The Ender's Game author and anti-gay activist Orson Scott Card responded to boycotts threats against the upcoming film adaptation starring Harrison Ford. The queer geek group Geeks OUT is organizing boycotts and "Skip Ender's Game" events in several U.S. cities because of Card's views on homosexuality. He wrote in 2008 that "marriage has only one definition, and any government that attempts to change it is my mortal enemy. I will act to destroy that government and bring it down." Card responded to the backlash in a statement to Entertainment Weekly: "With the recent Supreme Court ruling, the gay marriage issue becomes moot. ... Now it will be interesting to see whether the victorious proponents of gay marriage will show tolerance toward those who disagreed with them when the issue was still in dispute."
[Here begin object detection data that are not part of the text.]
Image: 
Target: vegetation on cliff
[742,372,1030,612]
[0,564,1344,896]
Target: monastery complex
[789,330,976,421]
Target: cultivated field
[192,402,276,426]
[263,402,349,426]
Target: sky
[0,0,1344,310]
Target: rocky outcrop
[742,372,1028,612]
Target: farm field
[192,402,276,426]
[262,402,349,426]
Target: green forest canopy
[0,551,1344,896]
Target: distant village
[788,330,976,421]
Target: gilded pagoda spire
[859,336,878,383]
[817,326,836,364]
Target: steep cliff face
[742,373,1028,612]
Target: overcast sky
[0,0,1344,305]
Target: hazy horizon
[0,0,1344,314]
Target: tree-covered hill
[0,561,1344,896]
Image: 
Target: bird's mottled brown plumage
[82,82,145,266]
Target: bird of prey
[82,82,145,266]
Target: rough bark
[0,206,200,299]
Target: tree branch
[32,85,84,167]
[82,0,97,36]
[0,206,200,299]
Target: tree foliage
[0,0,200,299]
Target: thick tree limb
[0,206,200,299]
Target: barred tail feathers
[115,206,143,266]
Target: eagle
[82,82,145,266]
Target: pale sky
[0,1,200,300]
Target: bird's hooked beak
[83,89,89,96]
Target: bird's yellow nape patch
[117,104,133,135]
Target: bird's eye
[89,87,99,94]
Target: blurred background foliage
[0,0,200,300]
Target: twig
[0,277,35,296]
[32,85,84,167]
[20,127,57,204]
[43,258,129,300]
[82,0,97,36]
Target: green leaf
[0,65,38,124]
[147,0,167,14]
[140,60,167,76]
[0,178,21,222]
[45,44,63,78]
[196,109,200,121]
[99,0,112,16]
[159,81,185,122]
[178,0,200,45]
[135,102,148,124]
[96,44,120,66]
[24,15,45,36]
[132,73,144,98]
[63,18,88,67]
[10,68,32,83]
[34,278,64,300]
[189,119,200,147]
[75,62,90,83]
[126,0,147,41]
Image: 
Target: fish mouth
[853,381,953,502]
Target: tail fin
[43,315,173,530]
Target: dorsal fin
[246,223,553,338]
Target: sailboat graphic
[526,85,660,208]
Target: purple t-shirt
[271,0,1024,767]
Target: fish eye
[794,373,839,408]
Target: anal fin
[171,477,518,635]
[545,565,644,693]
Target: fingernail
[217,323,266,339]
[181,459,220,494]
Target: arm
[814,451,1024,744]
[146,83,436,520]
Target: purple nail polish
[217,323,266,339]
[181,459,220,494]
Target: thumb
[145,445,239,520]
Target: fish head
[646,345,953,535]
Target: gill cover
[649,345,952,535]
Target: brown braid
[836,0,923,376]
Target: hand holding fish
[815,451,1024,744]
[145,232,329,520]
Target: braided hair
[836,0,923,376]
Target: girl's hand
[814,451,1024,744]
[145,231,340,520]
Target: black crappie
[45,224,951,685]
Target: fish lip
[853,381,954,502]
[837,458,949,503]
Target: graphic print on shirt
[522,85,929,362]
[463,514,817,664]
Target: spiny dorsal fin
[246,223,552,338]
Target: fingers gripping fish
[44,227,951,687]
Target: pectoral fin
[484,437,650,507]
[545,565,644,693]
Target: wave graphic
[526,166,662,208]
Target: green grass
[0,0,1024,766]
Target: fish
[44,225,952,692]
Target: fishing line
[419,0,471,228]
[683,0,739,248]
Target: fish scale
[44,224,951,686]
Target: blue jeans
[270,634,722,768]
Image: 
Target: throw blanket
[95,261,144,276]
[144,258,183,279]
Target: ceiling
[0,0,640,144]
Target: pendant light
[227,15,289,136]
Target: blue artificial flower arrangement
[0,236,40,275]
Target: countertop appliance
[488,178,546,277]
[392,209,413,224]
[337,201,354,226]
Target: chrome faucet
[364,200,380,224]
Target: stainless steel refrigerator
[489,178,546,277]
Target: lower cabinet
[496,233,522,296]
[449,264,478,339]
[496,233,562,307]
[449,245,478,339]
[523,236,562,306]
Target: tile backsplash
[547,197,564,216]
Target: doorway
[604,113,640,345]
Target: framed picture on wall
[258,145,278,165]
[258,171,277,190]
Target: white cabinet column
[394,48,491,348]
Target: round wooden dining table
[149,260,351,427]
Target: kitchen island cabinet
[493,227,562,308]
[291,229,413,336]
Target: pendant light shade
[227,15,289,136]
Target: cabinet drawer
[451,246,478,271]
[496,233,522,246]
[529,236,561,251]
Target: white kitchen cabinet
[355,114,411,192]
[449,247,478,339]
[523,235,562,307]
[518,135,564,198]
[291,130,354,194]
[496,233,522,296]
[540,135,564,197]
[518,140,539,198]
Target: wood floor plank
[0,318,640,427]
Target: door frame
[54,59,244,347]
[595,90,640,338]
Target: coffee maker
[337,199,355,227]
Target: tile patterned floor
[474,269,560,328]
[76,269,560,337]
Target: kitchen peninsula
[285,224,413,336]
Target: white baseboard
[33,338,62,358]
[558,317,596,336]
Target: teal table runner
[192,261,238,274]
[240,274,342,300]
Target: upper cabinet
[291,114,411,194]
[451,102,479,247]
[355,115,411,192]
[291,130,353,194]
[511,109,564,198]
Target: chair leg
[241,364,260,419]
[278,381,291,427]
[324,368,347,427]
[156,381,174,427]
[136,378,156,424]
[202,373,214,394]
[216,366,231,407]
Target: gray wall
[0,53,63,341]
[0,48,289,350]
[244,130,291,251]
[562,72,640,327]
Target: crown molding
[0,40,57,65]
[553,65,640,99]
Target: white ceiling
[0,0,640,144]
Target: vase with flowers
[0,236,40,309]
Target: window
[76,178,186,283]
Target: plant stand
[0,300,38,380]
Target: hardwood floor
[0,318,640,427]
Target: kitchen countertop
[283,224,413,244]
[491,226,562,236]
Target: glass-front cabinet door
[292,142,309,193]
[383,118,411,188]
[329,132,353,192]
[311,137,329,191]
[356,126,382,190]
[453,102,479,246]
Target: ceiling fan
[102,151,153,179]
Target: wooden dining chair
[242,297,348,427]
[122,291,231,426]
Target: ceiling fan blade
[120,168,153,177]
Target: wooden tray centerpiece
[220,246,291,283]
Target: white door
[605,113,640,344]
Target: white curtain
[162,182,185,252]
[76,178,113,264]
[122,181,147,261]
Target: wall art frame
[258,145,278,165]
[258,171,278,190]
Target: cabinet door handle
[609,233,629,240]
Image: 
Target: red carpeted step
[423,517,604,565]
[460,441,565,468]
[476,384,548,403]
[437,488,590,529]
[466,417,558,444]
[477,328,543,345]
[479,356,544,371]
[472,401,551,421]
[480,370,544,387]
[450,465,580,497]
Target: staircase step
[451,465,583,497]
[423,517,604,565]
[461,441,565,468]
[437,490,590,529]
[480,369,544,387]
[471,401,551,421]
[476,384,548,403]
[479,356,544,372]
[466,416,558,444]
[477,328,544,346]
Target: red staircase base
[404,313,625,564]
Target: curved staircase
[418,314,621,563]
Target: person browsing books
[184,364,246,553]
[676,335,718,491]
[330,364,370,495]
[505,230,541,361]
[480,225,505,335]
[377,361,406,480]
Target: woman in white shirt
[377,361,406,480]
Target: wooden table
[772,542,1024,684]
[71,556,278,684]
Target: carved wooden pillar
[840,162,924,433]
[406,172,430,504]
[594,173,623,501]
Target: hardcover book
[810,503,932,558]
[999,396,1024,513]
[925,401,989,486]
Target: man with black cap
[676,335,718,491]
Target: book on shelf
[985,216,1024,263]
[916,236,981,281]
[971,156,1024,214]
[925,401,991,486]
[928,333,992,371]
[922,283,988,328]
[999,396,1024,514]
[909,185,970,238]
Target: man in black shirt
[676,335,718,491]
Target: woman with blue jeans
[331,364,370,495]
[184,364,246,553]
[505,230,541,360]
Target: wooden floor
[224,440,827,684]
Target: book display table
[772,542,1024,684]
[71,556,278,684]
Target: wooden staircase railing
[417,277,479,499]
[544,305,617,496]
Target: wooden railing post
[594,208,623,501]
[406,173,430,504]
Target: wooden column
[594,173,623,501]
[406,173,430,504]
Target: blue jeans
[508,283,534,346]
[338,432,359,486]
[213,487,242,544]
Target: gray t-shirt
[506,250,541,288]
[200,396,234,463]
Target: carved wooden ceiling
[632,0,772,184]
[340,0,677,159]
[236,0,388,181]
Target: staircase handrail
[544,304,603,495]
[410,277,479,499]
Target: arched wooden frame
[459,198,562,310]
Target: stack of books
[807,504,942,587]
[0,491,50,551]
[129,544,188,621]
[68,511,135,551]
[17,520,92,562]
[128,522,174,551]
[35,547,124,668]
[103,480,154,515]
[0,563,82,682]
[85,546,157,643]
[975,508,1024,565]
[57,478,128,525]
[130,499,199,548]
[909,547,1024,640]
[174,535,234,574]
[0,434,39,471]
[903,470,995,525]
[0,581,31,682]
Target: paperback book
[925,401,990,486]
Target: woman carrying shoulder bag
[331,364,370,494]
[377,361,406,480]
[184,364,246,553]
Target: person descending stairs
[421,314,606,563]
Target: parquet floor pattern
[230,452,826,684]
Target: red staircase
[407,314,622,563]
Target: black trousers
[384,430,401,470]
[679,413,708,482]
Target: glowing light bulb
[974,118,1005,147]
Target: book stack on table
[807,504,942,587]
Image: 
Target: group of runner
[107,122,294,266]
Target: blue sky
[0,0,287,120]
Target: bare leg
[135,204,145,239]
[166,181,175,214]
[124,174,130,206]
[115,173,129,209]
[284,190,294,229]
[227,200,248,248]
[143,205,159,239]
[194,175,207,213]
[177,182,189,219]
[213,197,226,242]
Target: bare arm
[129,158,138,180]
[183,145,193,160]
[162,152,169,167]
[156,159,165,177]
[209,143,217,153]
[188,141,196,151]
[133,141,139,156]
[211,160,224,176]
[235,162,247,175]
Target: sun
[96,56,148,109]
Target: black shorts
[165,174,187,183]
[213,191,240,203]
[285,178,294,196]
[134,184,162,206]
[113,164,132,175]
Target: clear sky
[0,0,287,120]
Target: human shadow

A few weeks after a historic collection of black history books was discovered in a dumpster outside a school in Highland Park, Mich., protests continue and a school board member has resigned. City Emergency Manager Donald Weatherspoon said the collection had been thrown away by accident but noted that the city didn't have the resources to maintain it, according to The Detroit Free Press. Residents pulled about a thousand books on black culture and history from the trash. The collection was started after the civil rights movement, when demand began to grow for a school curriculum that included black history.

Amazon announced Tuesday that it will launch a comics and graphic novels imprint called Jet City Comics. One of their first publications will be a comic adaptation of George R.R. Martin's short story "Meathouse Man," which Martin says is "one of my strangest, darkest, and most twisted short stories."

GOP Colorado Senate candidate Jaxine Bubis was recently revealed to be Jaxine Daniels, author of steamy erotic novels. Bubis joins a list of porn-dabbling politicians, including Scooter Libby and his 2005 novel The Apprentice.

Rejoice, unhappy spinsters of America — the "Princeton mom" is writing a self-help book to help you "avoid an unwanted life of spinsterhood with cats."

Reed Johnson writes about the enigmatic "Voynich manuscript," a medieval text written in an unbroken code, noting "the perverse sway that the book has over its would-be conquerors." He writes: "But as much as each of us strives to be the one to crack the code, I think few of us would truly like to see it solved ... the book's resistance to being read is what sets it apart. Undeciphered, the manuscript exists in a sort of quantum indeterminacy — one that collapses into a single meaning the moment the text is finally measured and understood. And no matter how thrilling such a text might be, it will remain a disappointment for being closed off, completed — for being, in the end, no longer a mystery."

According to The Mumbai Mirror, Hamish Hamilton, an imprint of the newly-merged Penguin Random House, has asked the author Vikram Seth to return a $1.7 million advance for failing to turn in his manuscript for A Suitable Girl, the sequel to his hugely successful (and, at about 1,400 pages, huge) novel A Suitable Boy. Seth's agent told The Mirror by phone that "Vikram has been known to take his time with his books. Our aim is to settle this new date with Hamish. If we can't, then Vikram will decide what he wants to do next."